A transformer offers resistance to AC current flow due to the magnetic field produced by the current flow. This "AC resistance" is termed "impedance" and is a function of number of turns, core material, air gap in core, core dimensions, and more.

When there is no load, the applied AC voltage will cause "magnetising current" to flow. This will cause some losses due to eddy current losses in the core and copper losses due to resistance in the winding ("I squared R losses" as power = Current^2 x Resistance).

These losses are relatively small compared to full load power, but not trivial at rest. A few percent of full load power would usually be good.

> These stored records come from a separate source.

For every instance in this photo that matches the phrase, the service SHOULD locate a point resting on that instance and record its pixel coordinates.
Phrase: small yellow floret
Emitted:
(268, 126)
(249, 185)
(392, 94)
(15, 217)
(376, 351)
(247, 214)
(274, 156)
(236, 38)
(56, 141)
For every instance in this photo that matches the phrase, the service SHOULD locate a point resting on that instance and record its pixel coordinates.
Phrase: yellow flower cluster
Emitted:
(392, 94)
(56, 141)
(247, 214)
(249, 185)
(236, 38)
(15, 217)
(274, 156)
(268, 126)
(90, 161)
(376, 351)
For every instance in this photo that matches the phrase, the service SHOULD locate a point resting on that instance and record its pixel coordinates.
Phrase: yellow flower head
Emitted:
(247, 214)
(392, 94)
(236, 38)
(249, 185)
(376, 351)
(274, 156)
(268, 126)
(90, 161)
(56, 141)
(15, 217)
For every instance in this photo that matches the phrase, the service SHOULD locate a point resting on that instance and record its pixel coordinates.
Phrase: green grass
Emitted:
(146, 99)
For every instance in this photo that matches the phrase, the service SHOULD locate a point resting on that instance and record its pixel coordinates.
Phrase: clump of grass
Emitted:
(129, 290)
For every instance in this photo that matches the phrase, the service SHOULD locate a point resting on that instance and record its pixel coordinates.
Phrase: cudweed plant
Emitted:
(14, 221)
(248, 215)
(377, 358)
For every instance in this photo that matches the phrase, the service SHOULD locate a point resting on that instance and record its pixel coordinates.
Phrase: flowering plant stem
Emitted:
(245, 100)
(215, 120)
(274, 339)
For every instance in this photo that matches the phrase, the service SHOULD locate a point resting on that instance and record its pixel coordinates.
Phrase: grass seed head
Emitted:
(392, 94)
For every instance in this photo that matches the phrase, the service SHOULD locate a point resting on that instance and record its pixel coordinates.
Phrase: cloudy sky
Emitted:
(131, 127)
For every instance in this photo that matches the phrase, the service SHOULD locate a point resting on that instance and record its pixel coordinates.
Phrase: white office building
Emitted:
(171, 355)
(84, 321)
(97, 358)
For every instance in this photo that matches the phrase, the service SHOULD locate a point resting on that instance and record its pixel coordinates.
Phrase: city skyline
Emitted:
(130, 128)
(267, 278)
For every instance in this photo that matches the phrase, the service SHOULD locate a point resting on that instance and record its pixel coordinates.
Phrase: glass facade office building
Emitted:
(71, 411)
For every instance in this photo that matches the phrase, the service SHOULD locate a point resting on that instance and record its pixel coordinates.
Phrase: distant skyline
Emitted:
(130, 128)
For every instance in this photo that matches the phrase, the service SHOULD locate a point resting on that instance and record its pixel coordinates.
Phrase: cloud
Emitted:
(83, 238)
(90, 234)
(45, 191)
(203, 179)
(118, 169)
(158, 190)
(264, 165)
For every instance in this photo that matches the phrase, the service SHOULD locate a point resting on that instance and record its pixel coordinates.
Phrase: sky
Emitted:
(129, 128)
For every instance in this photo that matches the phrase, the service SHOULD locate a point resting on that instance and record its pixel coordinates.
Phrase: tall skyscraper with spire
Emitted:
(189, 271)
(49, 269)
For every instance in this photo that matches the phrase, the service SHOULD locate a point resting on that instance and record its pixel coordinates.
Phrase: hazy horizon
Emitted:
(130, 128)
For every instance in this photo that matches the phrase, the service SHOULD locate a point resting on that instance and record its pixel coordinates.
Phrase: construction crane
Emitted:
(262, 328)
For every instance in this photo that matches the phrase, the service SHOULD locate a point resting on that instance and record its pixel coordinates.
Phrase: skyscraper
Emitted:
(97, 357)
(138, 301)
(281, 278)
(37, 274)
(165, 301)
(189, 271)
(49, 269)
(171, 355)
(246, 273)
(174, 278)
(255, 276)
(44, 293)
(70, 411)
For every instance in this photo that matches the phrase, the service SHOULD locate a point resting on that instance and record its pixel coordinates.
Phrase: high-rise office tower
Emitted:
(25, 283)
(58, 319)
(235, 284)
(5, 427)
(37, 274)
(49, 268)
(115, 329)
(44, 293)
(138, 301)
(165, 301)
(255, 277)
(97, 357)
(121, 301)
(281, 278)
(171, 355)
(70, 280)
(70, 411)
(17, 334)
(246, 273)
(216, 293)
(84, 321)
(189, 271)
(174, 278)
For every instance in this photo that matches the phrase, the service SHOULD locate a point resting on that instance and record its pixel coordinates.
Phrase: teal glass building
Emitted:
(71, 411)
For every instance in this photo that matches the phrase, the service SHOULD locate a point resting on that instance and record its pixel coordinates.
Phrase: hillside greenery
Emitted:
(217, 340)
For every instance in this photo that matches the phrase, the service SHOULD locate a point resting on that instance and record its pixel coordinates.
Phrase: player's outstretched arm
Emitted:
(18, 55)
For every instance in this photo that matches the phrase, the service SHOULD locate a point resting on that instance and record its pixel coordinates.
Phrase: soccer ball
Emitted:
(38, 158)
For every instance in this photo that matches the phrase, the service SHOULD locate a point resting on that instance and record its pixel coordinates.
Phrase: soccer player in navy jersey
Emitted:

When a DC load is applied, it loads the AC secondary circuit which is tightly couple by the core's magnetic fields to the primary winding. So the DC load resistance appears as if it is an AC impedance load on the primary side and input power increases to meet the load.

If you apply DC (rather than AC) to a transformer winding there is no ongoing magnetic field change, there is no impedance due to the varying magnetic field and current is limited by the resistance which is low compared to the impedance that should be being generated. If the DC supply has enough muscle power the transformer "just melts".

Answer 3

Energy delivered to the primary goes to:

1. The secondary load, off coarse, zero if no load,

2. Copper losses: both primary and secondary IR losses of winding resistance. If the secondary has no load, that part of the loss is zero.

3. Iron loss: A. To spin magnetic flux one way and the other the iron needs a magnetizing current. This current generates part of the IR loss in primary loss,

3B. Magnetic properties of iron are "sticky" in that residual magnetism remains when magnetized, and energy has to be spent to remove it before it reverses its orientation. The cycle is hysteresis loss, becoming heat.

3C. Magnetic flux induces 'eddy currents' circulating along the circumference of iron core ending as IR loss, the R being resistance of iron along the cross-section. Lamination of the core increases the effective resistance, since now the induce voltage on 'thin' laminate is smaller, the path of flow is longer.

Answer 4

If a transformer has no load on the secondary, there is no current consumption. Maybe some leakage but this is minuscule. If you see the transformer as an inductor, this will imply that the transformer winding blocks AC and passes DC. Versus capacitance that blocks DC and passes AC. So an inductor is simply an AC resistor. If you do the ohms law math, your voltage is constant so the resistance of the coil is what changes when you add a load to the secondary winding. It is like completing the circuit allowing more current to flow.